Accounts Receivable (AR) Management is the foundation of a consistent and solid cash flow, keeping business in a situation to drive growth, work better, and increase productivity. In the new COVID economy, it has become evident that some AR measures are obsolete, being intensely dependent on paper and manual processes that restricted cash flow and scalability in such challenging times. As such, AR automation has become a cornerstone to ensure agile and resilient operations. 

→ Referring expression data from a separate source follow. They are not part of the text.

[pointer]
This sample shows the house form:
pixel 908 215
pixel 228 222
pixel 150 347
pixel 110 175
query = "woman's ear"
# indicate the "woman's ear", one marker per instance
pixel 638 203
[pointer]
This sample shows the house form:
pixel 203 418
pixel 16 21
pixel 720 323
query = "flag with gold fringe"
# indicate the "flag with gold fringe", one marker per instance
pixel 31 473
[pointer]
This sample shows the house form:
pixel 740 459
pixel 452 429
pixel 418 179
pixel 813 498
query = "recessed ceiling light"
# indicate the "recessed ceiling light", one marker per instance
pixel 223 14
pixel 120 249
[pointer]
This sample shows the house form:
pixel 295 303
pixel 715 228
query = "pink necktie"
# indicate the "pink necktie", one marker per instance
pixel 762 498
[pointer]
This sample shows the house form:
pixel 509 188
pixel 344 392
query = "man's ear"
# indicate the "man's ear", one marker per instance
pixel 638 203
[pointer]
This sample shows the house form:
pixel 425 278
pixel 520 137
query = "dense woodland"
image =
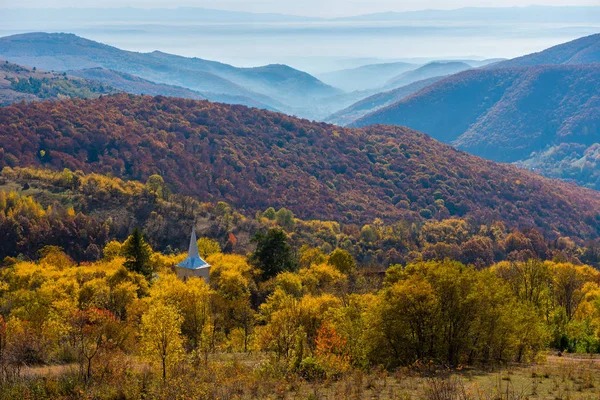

The AR process entails several steps and requires multiple stakeholder sign-offs to wrap up the process. In an ideal scenario, the entire AR process can be completed within a day or a few hours. However, the reality is far from the ideal scenario, wherein cumbersome processes cause errors, thereby delaying processes, ultimately hindering cash flow.

Why Is Accounts Receivables Automation Important?

Automation can help decrease human errors in an AR process and optimise the way a company perceives collections, reconciliations, and cash cycles. It can assist companies in improving cash flow and amplifying productivity by speeding collection times, thereby improving the financial state. AR automation can help companies to augment functions and departments, capitalise on their time and capacities by zeroing in on strategic challenges rather than ordinary, tactical operations. It helps finance teams to be efficient in collecting their outstanding invoices and achieve their targets without bringing in delinquent customers.

3 Ways AR Automation Benefits CFOs

There are several reasons why automation of accounts receivable management is essential for CFOs. Here are a few of the most significant benefits to keep in mind: 

Receive Payments On Time 

Accounts receivable automation places customers in the driver’s seat and provides them with a simple way to give updates on payment status, thereby enabling transparency and accountability in the AR process. It allows you to take a more customer-centric approach to payment collection overall. 

Faster Payment Process 

Automating Accounts receivable provides CFOs and accounts teams with a centralised workspace for overseeing all aspects of the AR process. In addition, it streamlines communications across teams, thereby transforming the collection process. 

Visibility Into A/R Processes

Knowing precisely where all payment collection stands are effectively the most crucial part of AR automation. Furthermore, this is what CFOs need to ensure that all processes are proficiently consistent. For instance, Capvel’s ability to integrate with the company’s existing ERP to digitise business and streamline the supply chain helps CFOs save cost and provide visibility across the financial processes.  

Preferably, they need to continuously analyse several metrics in real-time, including things like Days Sales Outstanding (DSO), to gauge data points, like Average Payment Delay to detect accounts that are most at risk of late payment. All things considered, automating AR provides CFOs with greater visibility across the entire process. 

The Bottomline:

AR Automation is the CFO’s code for unfastening growth and enhancing both predictability and scalability of the business. More financial visibility means an enhanced ability to forecast and plan. The automation of AR processes will help bring in higher efficiency and increased cash flow.